El viaje del elefante viene a sumarse a una extensa trayectoria de títulos tan destacados en la literatura de occidente como Memorial del convento (1982), El año de la muerte de Ricardo Reis (1984), La balsa de piedra (1986), Ensayo sobre la ceguera (1995) o Todos los nombres (1997), y no faltará quien considere la novela aparecida ahora como un título menor frente a la altura literaria de estas obras y a la profunda gravedad de los problemas que abordan. Es cierto que El viaje del elefante desarrolla una trama más ligera que parece marcada por un propósito lúdico, en donde el humor y la ironía impregnan toda la narración. El propio autor cuenta en una nota el hallazgo casual de la idea que está en el origen de la narración. Sucedió cuando Gilda Lopes Encarnacão, lectora de portugués en la Universidad de Salzburgo, invitó a Saramago a una lectura con sus alumnos. Más tarde, en un restaurante, el escritor portugués vio un grupo de pequeñas figuras de madera puestas en fila que sugerían un viaje (la primera, la torre de Belém; la última, un edificio de Viena). Las tallas recordaban un hecho histórico real: el regalo de un elefante donado por el rey portugués don Juan III al Archiduque Maximiliano de Austria, primo de la reina consorte portuguesa, Catalina de Austria.
Arranca así una expedición formada por el cornaca, treinta soldados al mando de un capitán, una carreta de bueyes para transportar heno y agua, y un grupo de serviciarios para ayudar en los pasos difíciles. Su primer destino es Valladolid en donde se encuentra el Archiduque, pero el viaje continuará en un sinuoso itinerario en que el animal y su insólita comitiva pasarán por Génova, Piacenza, Mantua, Padua, Bressanone, Innsbruck, Linz y, finalmente, Viena. Frente a los ámbitos claustrofóbicos de una novela como Todos los nombres, nos encontramos ahora ante una trama de espacios abiertos, bajo la niebla, la lluvia y el ardiente sol de Castilla, por el mar turbulento, bajo las ventiscas y nevadas alpinas, por los plácidos ríos navegables de Austria.

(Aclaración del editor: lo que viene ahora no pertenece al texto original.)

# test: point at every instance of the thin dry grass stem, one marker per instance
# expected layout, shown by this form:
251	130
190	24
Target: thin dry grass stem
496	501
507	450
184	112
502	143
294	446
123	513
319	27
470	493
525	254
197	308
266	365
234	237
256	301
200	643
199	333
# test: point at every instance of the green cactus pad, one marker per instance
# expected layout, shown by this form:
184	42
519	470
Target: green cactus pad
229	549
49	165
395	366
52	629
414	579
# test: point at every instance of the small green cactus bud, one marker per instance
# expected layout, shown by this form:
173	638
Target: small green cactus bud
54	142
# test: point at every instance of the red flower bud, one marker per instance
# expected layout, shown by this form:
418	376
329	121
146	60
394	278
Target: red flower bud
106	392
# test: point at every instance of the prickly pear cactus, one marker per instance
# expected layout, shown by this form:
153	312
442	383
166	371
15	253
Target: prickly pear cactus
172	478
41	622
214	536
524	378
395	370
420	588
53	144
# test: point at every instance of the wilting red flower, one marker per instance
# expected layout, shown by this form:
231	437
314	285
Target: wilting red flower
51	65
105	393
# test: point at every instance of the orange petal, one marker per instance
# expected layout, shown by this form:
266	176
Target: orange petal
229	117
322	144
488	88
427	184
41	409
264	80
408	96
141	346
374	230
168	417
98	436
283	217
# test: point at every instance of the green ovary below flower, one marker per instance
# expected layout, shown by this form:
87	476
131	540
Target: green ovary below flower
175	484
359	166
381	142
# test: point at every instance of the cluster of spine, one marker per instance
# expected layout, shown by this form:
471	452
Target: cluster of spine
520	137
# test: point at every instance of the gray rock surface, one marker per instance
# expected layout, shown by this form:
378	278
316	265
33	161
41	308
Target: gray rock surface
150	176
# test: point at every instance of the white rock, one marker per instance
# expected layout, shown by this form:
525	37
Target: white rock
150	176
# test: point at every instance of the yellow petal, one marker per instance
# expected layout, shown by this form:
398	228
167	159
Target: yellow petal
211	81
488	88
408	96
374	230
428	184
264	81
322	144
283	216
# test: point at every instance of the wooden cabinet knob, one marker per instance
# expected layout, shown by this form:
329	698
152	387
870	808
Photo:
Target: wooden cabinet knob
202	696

Si bien los episodios se sitúan en 1551, cuando Cervantes tiene cuatro años de edad, son numerosos los rasgos que, como homenaje o influencia asumida, permiten calificar la narración de cervantina: su condición de relato itinerante y episódico (sucesos en la aldea portuguesa, en Figueira de Castelo Rodrigo, en Padua, aventuras en el camino...), el humor constante..., a la vez que este insólito empeño tiene mucho de quijotesco: llevar hasta Centroeuropa, por el mero propósito de complacer la curiosidad del pueblo, a un animal “imposible”, pues “el elefante nunca podría ser producto de una imaginación, por muy fértil o propensa al riesgo que fuese. El elefante, simplemente, o existía o no existía”. Y es que nos encontramos en plena época de los descubrimientos, con unas gentes desconcertadas entre el mundo mágico medieval de dragones, unicornios y basiliscos, fantásticos pero familiares, y las noticias, aunque reales más increíbles, del nuevo mundo (elefantes, llamas, loros parlanchines...).

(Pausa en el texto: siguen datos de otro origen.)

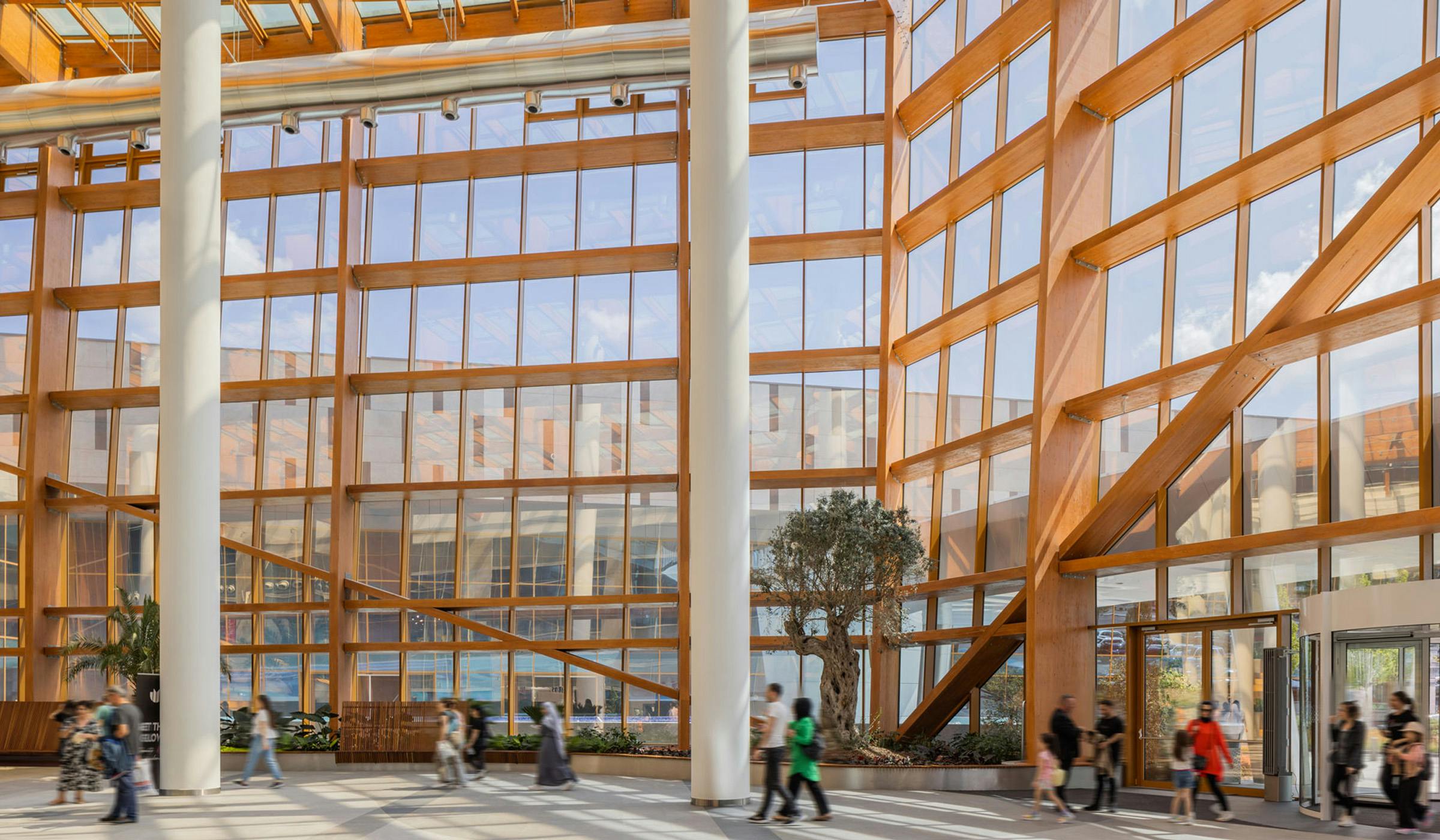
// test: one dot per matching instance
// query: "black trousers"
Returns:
(1060, 790)
(774, 755)
(1100, 785)
(821, 806)
(1214, 788)
(1341, 787)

“Siempre acabamos llegando a donde nos esperan”, afirma la cita que abre la novela, procedente de un supuesto Libro de los itinerarios, una inquietante formulación premonitoria que puede traducirse en el sentido de que al final del viaje nos aguarda ineludiblemente la muerte, como, a la postre, le sucedió al elefante, pero el desenlace de la novela no es en modo alguno sombrío ni la aventura se presenta como un afán estéril. Al fin y al cabo, considera el narrador con tanto humor como ternura, la Archiduquesa, hija de Carlos V, llegó a Viena encinta.